When proving a language is non regular we can use Kolmogorov complexity.
As far I know to do this we just have to use this satisfy the following conditions
Given $Y^A_{x,n}$= the nth string $y∈Σ^∗$ (in lex order) such that $xy∈A$ (if n such y exits).
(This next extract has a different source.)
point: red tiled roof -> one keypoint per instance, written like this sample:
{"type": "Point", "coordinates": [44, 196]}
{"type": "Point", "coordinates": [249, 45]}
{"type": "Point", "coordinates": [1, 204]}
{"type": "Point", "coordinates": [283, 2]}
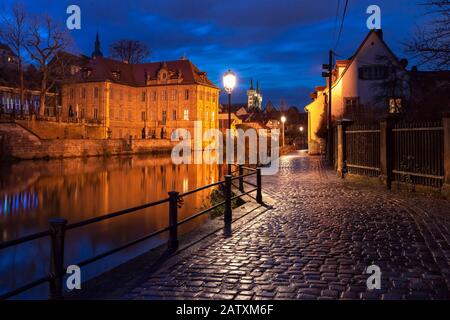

So what completes $x$ if adding $n$ such y's brings us to an element in the set A
Given $A \subseteq \Sigma^*$ has the following property, then it is not regular
For every $c \in \mathbb{Z^+}$ there exits $x \in \Sigma^*$, and $n \in \mathbb{Z^+}$ s.t. $Y^A_{x,n}$ exits and K-Comp $C(Y^A_{x,n}) > c + log(n)$
We are trying to show weather given a DFA will it end in a final state after certain number of steps and this process will tell us if that is not a possibility since we cannot prove regularity just non-regularity
Keeping that in mind I am trying to prove this language is not regular
Let us run through a simple example B = $\{0^n1^n | n \in \mathbb{N}\}$
Proof: Let c $\in \mathbb{N}$. Choose k $\in \mathbb{Z^+}$ such that $C(1^k) > c$, and let x = $0^k$ then we get the following$Y^A_{x,1} = 1^k$<-why? and $Y^A_{x,2} = 01^{k+1}$<- again why
therefore $C(Y^A_{x,1}) = C(1^k) > c + log(1)$ QED